Religion and the State in China
Religion in China is closely managed by legislation. Unlike the U.S., where church and state are technically separate, the Chinese state governs religion just as it governs other areas of life. So when new legislation on religion comes out, everyone gets a little nervous. (“Everyone” means those in the five government-recognized religions of Buddhism, Islam, Daoism, Protestantism and Catholicism; other religions don’t officially exist.) A consultation period has just ended in September on revisions to the Regulations on Religious Affairs, and there has been a flurry of speculation in Chinese and Western media as to what the new legislation might mean. An article by veteran China-watcher and religion expert Ian Johnson in the New York Times offered a downbeat interpretation, citing Chinese Protestants lawyers who fear that the regulations will push house-churches from their current “extra-legal” tolerance toward illegality.

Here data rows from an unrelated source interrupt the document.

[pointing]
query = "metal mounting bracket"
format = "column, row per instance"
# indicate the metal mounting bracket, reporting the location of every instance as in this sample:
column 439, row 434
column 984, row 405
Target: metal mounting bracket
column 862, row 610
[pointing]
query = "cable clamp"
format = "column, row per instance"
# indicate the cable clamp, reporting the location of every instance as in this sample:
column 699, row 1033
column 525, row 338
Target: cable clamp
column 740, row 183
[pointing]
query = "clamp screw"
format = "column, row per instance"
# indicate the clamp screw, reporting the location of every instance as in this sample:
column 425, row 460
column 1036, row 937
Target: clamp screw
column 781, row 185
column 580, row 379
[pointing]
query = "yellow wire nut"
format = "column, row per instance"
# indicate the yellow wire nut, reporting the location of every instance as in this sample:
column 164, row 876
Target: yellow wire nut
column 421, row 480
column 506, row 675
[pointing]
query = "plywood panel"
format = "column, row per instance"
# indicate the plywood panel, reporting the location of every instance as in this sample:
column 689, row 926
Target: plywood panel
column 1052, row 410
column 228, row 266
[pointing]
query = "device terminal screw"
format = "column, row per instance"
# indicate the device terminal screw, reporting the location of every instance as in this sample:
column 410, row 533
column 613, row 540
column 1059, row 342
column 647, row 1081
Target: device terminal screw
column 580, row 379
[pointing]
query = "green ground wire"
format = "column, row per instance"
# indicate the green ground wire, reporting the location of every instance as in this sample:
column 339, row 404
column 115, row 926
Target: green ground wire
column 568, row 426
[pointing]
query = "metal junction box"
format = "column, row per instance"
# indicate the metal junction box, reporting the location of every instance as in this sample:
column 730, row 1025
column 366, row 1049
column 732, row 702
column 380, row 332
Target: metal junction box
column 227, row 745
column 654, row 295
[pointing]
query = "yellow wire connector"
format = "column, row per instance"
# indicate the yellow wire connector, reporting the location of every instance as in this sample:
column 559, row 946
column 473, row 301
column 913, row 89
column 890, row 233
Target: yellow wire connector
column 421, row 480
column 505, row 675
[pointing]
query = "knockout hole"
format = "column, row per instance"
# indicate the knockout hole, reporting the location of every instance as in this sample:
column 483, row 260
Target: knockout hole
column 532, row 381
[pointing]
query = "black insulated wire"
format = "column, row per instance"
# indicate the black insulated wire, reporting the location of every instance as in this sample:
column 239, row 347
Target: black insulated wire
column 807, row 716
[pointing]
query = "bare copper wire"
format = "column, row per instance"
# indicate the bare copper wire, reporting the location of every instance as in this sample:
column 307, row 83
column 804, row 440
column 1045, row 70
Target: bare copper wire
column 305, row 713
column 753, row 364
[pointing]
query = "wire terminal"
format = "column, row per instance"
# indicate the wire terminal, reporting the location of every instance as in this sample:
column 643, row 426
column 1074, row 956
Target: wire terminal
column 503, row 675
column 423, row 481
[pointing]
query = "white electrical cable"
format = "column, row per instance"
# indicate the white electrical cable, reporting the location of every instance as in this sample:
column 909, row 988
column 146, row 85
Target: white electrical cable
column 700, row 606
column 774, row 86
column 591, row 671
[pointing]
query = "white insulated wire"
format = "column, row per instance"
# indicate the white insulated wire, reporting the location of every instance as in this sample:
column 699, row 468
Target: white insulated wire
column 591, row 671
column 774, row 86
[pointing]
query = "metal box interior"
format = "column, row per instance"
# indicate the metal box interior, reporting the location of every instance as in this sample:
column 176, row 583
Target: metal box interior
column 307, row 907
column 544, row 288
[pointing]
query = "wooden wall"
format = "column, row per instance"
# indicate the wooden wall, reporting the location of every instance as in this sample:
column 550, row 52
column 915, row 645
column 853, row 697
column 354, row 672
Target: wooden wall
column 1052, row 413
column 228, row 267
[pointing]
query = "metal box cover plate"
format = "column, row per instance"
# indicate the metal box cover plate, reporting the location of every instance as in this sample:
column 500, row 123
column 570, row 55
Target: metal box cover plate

It is clear that the revised legislation, as with much previous legislation on religion, aims to reduce foreign influence and foreign financial support for churches, temples, and mosques; and to make it extremely difficult for believers to travel abroad for religious training or even conferences. While few would argue with a state’s right to protect its citizens against the violence of some fundamentalist religious groups, it’s a broad drag-net, and it is in keeping with President Xi Jinping’s general tightening of social control seen in recent rules on foreign NGOs and measures to counter the intrusion of “western values” into state education. Localized directives have had an even greater symbolic effect: banning burqas in Xinjiang province in the north-west, home to the majority of Uighur Muslims, or the forced removal of crosses from the top of churches in Zhejiang province, a Christian heartland.
The state influences religion in much more subtle ways than just by managing where worship services can be held and by whom. On the Protestant side, the church is officially “post-denominational,” and denominational seminaries were all merged in the 1950s, forming a new national identity; for Roman Catholics, the creation of a Chinese Catholic Patriotic Association in 1957 meant a threat to the notion of a church universal. Religion of all forms is obviously discouraged in an atheist state, and Party members are not supposed to be believers, so certain jobs, for example, are not available to believers. Discouragement is not the only tool available to the state, however, and the national Protestant body, the Three-Self Patriotic Movement, offers the best example of the way a church has melded its own theological development to the demands and directives of the state.
Over the last several decades, church theologians, especially those at the premier seminary, Nanjing Union Theological Seminary, have created a body of theology aligned with the aims of the socialist state. This is not mere capitulation: many liberal Protestants supported the ideal of a self-supporting and self-governing church, free from “imperialist” western influence, long before the creation of the PRC, and have been happy to spread the slogan of “love the country; love your religion” and encourage Christians to be good citizens. Some of the theology has been so closely tied to a socialist, nationalist frame of reference that it is difficult to see how it will outlive the current regime. This output has angered many house-church Christians and been one of the factors keeping them from registering their own churches with the state. A new generation of Reformed and Calvinist house-church leaders holds even more strongly to a complete separation of church and state, and is vigorously producing its own theological writings, including some which denounce the state church as the anti-Christ.
The growth of the church in China has been spectacular in the years since Deng Xiaoping’s reforms began in 1978—and particularly in the unregistered sectors, where tens of millions gather in worship each week. Previous legislation has failed to stem the growth, and some might say, has encouraged it. The hardship and threat of the current legislation palls, however, in the face of deeper questions over how unity can be brought to religious groups divided by the state itself.